Liver function tests (LFTs) are frequently performed to detect early signs of liver injury or inflammation and to directly measure liver function. 

They may be performed in patients at risk of liver disease or sometimes as a part of a general screen in patients who are non-specifically unwell.  Transient derangements of LFTs can sometimes occur with general viral infections or as part of a reaction to a new medication. A patient with an LFT abnormality should be further investigated to exclude significant liver disease.

Liver transplantation

Liver transplantation involves the replacement of the whole of a patient’s liver with that from a donor. Most donations occur from people who have an acute terminal illness and who had expressed an intention to donate their organs after death, a process called cadaveric donation. A healthy person may also donate a part of their liver to a relative in a process called Live Related Liver Donation (LRLD).

A majority of liver transplantation in the UK is carried out within the NHS from cadaveric donors. Patients from overseas, who are ineligible for NHS care, will usually require a living related donor to be able to undergo liver transplantation in the UK.

Patients will normally spend 2-4 weeks in hospital to recover after transplant surgery, and a full recovery can take up to six months. They will have to take a number of new medications to help look after their new liver. In particular, they will need to be on life-long immunosuppression medication to prevent rejection.

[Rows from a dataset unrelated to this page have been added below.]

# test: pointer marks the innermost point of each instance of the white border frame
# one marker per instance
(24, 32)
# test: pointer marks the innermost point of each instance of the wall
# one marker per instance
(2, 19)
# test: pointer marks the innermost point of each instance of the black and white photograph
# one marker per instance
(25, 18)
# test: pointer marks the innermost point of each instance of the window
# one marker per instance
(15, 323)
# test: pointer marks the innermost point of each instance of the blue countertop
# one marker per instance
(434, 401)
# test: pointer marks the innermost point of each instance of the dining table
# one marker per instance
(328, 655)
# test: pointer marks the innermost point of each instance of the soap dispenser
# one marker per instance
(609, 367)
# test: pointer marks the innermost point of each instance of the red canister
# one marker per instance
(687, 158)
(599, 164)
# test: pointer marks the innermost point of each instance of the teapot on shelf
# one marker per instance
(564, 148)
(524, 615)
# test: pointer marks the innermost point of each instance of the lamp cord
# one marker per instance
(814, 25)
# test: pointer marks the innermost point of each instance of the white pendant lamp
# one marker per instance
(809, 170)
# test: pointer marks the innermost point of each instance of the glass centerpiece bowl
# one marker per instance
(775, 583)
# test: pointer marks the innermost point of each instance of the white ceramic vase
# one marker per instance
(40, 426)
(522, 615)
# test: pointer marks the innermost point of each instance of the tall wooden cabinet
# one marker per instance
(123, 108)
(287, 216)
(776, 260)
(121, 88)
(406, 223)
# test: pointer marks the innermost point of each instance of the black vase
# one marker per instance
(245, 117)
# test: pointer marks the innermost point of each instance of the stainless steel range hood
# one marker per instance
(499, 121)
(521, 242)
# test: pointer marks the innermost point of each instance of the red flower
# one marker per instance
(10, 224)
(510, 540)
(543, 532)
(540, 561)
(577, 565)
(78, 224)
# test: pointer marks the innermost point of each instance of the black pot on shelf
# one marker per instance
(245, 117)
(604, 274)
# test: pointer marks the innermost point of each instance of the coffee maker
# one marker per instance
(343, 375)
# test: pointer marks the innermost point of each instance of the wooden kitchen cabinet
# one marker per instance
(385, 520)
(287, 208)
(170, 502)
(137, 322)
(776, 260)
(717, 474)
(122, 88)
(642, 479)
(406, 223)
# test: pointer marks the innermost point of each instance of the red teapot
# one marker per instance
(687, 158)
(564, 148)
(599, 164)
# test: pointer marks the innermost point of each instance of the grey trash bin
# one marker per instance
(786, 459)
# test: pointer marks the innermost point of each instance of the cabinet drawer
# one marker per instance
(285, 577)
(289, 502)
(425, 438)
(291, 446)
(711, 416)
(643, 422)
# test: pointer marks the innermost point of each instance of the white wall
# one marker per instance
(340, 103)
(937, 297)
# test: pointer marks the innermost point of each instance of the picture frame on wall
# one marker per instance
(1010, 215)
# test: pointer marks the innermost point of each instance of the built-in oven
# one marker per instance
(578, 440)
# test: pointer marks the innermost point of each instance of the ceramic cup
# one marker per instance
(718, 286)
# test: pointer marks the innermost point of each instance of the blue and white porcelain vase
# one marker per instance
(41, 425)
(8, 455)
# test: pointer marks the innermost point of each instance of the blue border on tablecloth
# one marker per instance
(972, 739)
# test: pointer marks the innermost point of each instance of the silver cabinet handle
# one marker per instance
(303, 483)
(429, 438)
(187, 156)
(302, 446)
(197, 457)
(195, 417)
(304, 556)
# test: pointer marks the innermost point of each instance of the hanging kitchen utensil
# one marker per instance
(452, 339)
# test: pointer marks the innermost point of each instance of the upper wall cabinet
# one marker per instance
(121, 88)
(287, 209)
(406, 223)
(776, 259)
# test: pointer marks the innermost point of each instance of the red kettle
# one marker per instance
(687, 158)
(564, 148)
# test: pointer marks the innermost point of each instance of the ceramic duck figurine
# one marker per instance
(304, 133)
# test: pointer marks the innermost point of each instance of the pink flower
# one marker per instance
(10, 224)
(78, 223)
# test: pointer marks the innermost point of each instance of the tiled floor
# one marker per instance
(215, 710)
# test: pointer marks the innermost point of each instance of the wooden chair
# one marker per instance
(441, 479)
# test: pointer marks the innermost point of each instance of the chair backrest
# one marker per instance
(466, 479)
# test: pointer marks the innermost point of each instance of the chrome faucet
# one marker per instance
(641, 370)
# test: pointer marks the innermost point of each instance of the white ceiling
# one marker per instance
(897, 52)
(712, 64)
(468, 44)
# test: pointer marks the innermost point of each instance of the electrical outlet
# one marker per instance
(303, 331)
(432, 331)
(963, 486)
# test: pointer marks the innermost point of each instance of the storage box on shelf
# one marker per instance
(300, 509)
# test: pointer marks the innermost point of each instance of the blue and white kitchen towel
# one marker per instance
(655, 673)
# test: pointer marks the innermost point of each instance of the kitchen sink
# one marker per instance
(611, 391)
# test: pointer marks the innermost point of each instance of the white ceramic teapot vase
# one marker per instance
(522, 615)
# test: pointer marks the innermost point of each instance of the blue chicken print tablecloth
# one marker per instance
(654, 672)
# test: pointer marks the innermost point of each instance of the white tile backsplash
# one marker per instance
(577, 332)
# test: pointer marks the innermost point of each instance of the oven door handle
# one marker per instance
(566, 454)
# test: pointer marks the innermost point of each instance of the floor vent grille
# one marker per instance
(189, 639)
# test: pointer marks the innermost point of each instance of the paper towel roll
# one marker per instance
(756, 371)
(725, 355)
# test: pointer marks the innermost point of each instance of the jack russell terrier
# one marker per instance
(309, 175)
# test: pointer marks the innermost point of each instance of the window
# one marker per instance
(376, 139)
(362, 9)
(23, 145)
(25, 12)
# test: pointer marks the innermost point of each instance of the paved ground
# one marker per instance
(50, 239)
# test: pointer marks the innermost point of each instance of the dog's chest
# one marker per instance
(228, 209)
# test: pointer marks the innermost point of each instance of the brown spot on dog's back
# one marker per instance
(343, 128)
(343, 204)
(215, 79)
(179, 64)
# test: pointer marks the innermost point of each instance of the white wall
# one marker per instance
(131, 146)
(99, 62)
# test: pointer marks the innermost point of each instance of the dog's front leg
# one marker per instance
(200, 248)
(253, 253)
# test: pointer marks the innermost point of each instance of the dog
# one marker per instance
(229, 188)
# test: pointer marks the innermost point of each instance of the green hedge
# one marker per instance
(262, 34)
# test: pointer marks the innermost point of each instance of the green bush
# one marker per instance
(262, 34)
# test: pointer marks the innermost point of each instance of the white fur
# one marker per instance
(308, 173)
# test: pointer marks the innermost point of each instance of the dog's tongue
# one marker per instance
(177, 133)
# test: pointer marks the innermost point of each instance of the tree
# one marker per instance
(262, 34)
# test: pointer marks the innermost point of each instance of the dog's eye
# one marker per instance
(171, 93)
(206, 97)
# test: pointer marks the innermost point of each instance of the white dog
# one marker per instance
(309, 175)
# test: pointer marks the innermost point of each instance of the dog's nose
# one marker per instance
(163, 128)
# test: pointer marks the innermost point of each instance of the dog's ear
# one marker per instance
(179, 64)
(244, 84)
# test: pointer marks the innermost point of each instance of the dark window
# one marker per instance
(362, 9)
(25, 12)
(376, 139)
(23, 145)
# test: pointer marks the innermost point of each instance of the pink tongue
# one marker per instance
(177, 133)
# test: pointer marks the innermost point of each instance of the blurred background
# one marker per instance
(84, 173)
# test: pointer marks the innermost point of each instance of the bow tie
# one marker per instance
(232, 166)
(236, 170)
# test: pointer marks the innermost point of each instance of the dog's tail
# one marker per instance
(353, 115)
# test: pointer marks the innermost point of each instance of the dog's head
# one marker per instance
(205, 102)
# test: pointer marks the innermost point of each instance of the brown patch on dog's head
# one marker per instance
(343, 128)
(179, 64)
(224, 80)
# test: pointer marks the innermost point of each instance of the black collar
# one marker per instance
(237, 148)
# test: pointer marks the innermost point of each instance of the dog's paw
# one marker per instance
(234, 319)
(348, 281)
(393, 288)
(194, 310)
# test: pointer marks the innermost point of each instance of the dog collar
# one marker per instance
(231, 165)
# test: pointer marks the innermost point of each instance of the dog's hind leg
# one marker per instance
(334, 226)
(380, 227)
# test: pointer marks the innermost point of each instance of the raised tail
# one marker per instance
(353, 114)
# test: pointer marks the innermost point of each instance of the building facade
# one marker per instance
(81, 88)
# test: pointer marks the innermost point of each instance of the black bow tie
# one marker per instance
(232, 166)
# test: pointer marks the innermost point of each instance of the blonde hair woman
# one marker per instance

A patient’s general health and physical condition needs to be sufficiently robust to successfully undergo transplant surgery, so it is important to consider the potential need for transplantation earlier rather than later in patients with advanced liver disease, whilst they are still relatively well.

Why might I need a liver transplant?

The most common reason for needing a liver transplant is when a patient’s own liver has extensive and irreversible damage and is starting to fail. This is called end-stage liver disease or decompensated cirrhosis. A liver specialist can use liver disease severity scoring systems to predict when a patient may need a transplant, though good clinical judgement and experience are also vital. Liver transplantation is also sometimes performed as an operation to treat some forms of primary liver cancer, called hepatocellular carcinoma (HCC).

This operation is carried out with the intent of curing the cancer. Rarely, liver transplantation is used a life-saving procedure in patients with acute liver failure, a condition that can deteriorate rapidly over a number of days, and which if untreated can lead to multi-organ failure and death.

Liver specialists at the London Liver Group have extensive expertise in the management of liver transplant patients, and some also work in major UK liver transplant centers. Transplant surgery itself is not currently performed at the London Clinic, but we are able to assess and advise patients as to their need and suitability for liver transplantation, and similarly review any potential living related donors.

We are able to care for patients who have had liver transplantation elsewhere and who now require a specialist to look after their new liver and manage their long-term immunosuppression.